By Hank Russell
The Suffolk County Legislature this week voted to eliminate the $30 surcharge imposed on red-light camera tickets. The measure follows a Suffolk County Supreme Court decision that had ruled the surcharge illegal. State law requires that fees levied not exceed the amount of money necessary to administratively implement the enforcement of the provisions.
That decision, which is presently on appeal, could result in tens of millions of dollars that Suffolk County would have to reimburse to those who received these tickets.
The effort has long been pursued by Republicans in the county legislature. The eleven Republicans on the body were joined in their votes to repeal by Democrat Tom Donnelly (D-Huntington Station). Donnelly’s vote gives the legislature the supermajority necessary to override an executive veto.
County Executive Steve Bellone, who first proposed the $30 surcharge and continued to be supportive over the years, has said that he will support the repeal, likely due to the fact that the legislature has the votes to override a veto.
Suffolk County Legislator Rob Trotta (R-Fort Salonga), who sponsored the resolution, stated, “I am happy it passed. This is about abiding by the law.”
As for Donnelly’s vote, Trotta said he “wasn’t surprised,” saying Donnelly is “a fairly conservative guy” who “understands the law.”
Long Island Life & Politics attempted to reach out to Donnelly, but did not hear back as of press time.

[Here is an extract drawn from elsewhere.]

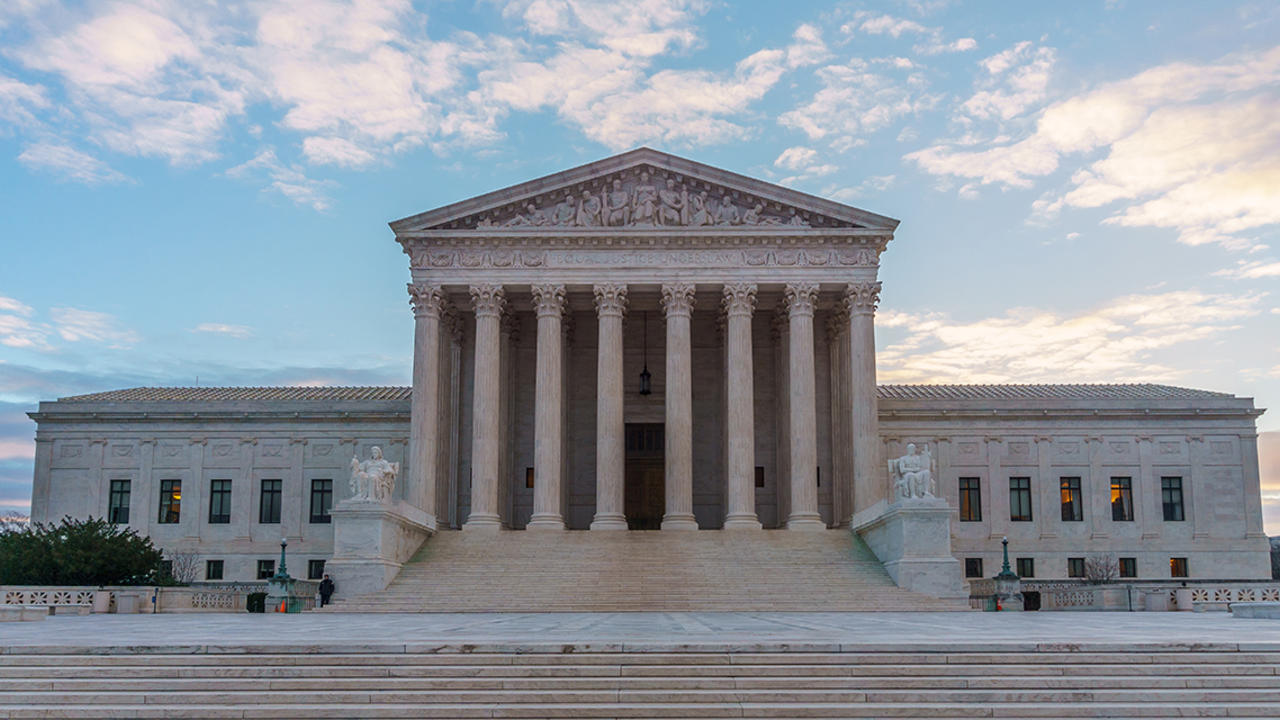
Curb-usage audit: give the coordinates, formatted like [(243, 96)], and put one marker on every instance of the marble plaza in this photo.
[(650, 343)]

Trotta said the surcharge added to the tickets was unlawful. “The fee has to be commensurate with the services rendered. It can’t be $400 if it costs only $30 to print a license.”

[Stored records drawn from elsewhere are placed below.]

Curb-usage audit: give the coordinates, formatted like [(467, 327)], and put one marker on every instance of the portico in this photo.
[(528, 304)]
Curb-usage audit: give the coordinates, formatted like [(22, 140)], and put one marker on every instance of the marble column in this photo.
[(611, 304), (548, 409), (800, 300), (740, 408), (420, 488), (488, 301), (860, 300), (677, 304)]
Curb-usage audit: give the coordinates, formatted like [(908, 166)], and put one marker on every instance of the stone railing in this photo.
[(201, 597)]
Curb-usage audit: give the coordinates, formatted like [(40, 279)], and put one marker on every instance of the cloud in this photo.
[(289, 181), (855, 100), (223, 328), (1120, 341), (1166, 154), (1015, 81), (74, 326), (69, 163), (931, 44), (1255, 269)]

The additional fees were added in 2013, when Suffolk County was on a precipice toward being labeled over the next several years by NewYork State Comptroller Thomas DiNapoli, as the most fiscally strapped county in New York.
“The state comptroller says that, for four years in a row, Suffolk has been dead last in fiscal stability,” Trotta said. “That’s because [of Bellone’s] fiscal gimmickry.”
Some were contemplating the establishment of a financial control board to manage Suffolk’s finances, just as was done in Nassau decades ago. Ironically, it was a mass infusion of hundreds of millions of dollars from the federal government in the form of pandemic relief that helped balance Suffolk’s budget, at least for the short term.
This free federal money helps cushion the loss of the ticket revenue. However, some note that restructuring must still come about because at some point down the road, the one-shots that came from the federal government will dissipate and the structural imbalance existing in Suffolk’s budget will resurface.
“Fees are not made to be taxes,” Trotta said. “Bellone said he never raised the general fund tax. … but what if he raised [the fees] to $150? Would he get reelected? No.” He also said that Bellone is “the luckiest politician” ever because he would have been deeper in a fiscal hole “if it weren’t for the pandemic money.”
Long Island Life & Politics also reached out to Legislators Kevin McCaffrey (R-Lindenhurst) and (D-Wyandanch) for comment, but did not hear back from them as of press time.